Prince of Jingzhao (京兆王)
- Tenure: 222–225

Duke of Qin (秦公)
- Tenure: 221–222
- Born: 208
- Died: May or June 229 (aged 21)

Names
- Family name: Cao (曹) Given name: Li (禮)

Posthumous name
- Prince Ai (哀王)
- House: House of Cao
- Father: Cao Pi
- Mother: Consort Xu

= Cao Li =

Cao Wei state prince and son of Cao Pi (208–229)

Cao Li (208 – May or June 229) was a prince in the state of Cao Wei in the Three Kingdoms period of China. He was a son of Cao Pi, the first emperor of Wei. His mother, Consort Xu (徐姬), was a concubine of Cao Pi. He had two full sisters: the elder one was Princess Linfen (臨汾公主) while the younger one, who was unnamed, died early. Cao Li was enfeoffed as the Duke of Qin (秦公) in 221, with his dukedom in Jingzhao Commandery (京兆郡). In 222, he was elevated to the status of Prince of Jingzhao (京兆王). In 225, his title was changed to Prince of Yuancheng (元城王). He died in 229 during the reign of his half-brother Cao Rui. He has no offspring.

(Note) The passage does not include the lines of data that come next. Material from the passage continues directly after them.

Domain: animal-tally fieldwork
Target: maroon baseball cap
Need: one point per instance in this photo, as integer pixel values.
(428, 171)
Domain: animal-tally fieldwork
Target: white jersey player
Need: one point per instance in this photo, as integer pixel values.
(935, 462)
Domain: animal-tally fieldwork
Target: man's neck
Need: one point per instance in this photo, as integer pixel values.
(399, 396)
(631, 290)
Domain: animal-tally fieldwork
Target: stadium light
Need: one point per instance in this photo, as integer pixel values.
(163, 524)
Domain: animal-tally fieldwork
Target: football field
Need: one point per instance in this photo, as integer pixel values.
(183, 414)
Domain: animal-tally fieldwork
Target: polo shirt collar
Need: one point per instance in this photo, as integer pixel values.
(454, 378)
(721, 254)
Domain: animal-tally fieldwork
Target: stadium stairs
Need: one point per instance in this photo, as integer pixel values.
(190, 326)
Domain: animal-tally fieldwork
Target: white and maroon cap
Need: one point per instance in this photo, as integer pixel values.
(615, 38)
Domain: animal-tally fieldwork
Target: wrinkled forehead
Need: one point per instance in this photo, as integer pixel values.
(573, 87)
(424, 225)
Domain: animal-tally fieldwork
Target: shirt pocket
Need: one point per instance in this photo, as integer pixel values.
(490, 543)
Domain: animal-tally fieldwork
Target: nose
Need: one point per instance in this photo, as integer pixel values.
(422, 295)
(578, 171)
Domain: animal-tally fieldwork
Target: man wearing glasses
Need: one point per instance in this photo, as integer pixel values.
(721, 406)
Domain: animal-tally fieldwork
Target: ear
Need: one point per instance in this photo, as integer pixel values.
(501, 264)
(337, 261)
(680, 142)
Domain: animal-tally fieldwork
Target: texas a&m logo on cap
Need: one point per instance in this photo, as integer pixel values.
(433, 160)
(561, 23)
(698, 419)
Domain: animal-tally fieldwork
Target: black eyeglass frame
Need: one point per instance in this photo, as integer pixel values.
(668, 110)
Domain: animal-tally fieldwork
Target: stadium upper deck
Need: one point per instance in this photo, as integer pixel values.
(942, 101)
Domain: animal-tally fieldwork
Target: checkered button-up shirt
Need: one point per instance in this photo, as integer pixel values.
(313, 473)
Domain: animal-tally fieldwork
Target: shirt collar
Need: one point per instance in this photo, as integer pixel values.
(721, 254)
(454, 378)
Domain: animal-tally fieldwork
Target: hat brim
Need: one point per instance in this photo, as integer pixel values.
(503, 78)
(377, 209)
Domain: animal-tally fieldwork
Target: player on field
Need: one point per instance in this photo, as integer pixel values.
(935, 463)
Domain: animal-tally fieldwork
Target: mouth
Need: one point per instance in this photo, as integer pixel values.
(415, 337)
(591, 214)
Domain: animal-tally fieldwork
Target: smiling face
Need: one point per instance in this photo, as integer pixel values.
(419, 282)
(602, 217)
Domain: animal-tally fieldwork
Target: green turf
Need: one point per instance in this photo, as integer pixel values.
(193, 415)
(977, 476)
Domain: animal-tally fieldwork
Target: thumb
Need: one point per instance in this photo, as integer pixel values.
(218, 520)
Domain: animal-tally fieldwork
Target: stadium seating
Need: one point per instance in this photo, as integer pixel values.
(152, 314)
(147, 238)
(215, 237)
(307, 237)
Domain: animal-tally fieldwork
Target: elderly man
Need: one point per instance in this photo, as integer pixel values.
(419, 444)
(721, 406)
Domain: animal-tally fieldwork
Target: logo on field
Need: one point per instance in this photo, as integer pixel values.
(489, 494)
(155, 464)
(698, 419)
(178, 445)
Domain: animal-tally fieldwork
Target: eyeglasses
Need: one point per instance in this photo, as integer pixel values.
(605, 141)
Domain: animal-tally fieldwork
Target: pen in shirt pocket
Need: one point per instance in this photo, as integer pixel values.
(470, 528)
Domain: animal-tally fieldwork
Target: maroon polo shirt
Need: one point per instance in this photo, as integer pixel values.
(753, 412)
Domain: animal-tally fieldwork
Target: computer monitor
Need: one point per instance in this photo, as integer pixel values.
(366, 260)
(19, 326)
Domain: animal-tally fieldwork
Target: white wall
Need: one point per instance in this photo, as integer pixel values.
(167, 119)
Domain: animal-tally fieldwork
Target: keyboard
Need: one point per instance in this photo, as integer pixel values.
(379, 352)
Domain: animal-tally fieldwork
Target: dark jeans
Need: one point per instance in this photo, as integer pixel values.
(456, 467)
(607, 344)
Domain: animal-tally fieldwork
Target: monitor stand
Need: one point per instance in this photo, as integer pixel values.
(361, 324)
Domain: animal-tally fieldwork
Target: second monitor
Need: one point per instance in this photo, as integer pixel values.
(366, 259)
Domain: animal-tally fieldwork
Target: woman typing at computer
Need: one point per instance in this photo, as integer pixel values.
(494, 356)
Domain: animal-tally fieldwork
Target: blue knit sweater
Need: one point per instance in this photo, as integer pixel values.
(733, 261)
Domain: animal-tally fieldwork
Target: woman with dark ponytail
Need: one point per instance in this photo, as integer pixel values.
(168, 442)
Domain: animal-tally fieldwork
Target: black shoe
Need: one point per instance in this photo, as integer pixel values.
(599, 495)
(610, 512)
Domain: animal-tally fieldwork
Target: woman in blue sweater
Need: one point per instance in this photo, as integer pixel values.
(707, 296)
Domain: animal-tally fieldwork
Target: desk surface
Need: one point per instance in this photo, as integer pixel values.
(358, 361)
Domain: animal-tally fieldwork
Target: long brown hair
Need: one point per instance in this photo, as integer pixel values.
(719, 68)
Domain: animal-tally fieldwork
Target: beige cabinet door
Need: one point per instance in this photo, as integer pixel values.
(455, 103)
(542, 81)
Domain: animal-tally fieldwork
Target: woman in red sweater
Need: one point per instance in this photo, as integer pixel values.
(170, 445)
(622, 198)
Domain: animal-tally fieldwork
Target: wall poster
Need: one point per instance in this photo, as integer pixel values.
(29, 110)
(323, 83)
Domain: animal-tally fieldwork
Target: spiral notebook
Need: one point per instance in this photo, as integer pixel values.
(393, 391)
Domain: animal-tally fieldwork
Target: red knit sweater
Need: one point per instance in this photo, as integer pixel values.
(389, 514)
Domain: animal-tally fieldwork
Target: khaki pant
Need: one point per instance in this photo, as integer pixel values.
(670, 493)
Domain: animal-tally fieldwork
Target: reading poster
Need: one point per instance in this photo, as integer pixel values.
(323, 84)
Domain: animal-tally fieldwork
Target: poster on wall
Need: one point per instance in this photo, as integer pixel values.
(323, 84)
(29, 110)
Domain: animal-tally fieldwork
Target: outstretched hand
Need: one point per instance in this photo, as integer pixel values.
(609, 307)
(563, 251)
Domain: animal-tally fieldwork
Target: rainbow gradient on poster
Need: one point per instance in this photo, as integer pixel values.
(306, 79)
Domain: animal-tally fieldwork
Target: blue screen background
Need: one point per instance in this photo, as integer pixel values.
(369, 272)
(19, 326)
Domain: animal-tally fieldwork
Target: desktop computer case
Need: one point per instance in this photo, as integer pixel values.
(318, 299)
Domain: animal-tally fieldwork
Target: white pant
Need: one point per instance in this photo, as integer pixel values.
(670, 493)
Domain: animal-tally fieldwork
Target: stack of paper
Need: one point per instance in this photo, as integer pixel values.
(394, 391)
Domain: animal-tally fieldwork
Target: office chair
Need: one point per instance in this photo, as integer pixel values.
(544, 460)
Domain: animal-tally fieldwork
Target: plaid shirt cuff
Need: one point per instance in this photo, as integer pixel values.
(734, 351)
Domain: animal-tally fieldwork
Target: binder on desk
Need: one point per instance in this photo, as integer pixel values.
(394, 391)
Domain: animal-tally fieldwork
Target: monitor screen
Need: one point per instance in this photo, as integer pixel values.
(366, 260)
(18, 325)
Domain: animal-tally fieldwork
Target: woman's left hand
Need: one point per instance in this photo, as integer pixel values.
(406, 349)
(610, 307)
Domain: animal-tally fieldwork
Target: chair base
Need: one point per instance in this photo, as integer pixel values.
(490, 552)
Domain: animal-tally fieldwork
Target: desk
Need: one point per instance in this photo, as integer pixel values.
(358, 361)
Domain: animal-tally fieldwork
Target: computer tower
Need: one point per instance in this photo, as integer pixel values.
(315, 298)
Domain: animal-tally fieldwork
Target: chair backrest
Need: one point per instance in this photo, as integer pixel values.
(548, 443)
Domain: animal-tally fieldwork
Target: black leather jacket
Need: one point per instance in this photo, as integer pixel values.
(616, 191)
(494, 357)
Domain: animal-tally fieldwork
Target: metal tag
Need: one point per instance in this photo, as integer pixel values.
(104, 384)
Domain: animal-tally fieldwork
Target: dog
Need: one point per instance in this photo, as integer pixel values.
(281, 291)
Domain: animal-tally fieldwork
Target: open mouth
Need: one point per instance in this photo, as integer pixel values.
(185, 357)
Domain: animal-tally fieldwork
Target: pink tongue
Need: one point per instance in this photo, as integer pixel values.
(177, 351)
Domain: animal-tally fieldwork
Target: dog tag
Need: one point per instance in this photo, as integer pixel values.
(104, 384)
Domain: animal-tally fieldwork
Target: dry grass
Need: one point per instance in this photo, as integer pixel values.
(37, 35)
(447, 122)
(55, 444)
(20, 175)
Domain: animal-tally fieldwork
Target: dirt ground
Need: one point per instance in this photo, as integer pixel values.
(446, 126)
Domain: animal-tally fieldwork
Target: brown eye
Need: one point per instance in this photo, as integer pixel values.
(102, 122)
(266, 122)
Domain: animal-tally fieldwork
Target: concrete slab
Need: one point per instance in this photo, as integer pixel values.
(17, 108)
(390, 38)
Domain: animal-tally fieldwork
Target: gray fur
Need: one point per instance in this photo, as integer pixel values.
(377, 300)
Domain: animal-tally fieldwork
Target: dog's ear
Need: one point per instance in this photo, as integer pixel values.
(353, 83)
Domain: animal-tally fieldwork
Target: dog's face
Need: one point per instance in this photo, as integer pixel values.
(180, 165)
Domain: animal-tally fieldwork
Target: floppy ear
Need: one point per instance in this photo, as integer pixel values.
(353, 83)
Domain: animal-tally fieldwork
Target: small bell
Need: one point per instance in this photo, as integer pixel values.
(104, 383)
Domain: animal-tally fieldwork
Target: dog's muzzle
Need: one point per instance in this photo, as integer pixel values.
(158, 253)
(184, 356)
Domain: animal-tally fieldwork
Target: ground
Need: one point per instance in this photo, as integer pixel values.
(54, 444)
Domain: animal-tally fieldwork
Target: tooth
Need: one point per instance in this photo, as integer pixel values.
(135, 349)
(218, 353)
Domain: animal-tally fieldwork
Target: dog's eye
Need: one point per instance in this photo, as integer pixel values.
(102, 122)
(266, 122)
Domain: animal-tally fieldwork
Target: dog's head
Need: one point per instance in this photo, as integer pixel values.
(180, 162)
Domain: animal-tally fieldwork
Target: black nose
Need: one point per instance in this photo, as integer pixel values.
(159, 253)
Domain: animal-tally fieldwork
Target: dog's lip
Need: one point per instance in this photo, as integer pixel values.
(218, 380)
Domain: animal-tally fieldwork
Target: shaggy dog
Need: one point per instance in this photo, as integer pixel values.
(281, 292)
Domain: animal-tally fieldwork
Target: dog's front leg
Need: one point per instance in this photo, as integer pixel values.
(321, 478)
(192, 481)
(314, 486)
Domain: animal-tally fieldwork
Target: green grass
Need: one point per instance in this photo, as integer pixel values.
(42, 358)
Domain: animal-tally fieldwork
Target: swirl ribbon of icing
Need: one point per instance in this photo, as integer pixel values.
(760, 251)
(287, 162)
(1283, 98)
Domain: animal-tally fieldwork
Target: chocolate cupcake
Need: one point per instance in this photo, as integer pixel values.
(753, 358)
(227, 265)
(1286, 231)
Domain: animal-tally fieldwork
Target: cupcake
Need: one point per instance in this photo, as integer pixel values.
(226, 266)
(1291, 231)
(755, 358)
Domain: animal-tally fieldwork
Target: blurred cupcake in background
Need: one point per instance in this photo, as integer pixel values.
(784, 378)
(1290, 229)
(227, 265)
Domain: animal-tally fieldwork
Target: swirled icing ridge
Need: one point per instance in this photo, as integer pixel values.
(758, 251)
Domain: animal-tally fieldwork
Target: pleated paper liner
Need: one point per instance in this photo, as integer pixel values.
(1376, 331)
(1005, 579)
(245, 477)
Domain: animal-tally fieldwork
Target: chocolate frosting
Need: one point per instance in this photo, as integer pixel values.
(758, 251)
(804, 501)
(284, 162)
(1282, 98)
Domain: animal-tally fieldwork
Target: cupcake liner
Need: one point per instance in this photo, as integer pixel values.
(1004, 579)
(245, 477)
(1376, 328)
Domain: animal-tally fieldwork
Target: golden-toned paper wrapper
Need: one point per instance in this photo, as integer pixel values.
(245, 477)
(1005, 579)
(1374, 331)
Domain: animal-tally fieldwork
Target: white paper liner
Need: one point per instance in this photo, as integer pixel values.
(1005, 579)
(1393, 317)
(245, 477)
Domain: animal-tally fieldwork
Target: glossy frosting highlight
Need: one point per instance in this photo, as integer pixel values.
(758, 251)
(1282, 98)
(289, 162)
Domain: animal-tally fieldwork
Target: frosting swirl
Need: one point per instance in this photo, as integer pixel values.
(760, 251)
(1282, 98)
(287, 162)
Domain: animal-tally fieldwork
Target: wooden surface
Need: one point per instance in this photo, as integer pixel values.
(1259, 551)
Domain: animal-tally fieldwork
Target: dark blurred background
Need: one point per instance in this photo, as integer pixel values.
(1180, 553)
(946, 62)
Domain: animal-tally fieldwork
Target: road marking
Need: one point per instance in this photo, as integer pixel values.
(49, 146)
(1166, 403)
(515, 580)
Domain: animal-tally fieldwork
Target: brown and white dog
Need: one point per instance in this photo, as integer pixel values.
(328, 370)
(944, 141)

In 231, Since Cao Li had no descendants, Cao Rui designated Cao Ti (曹悌), a son of Cao Kai (曹楷) and grandson of Cao Zhang, as Cao Li's heir; Cao Ti thus became the new Prince of Yuancheng. In 232, Cao Ti's title was changed to Prince of Liang (梁王). Throughout the reigns of the subsequent Wei emperors, the number of taxable households in Cao Ti's princedom increased until it reached 4,500.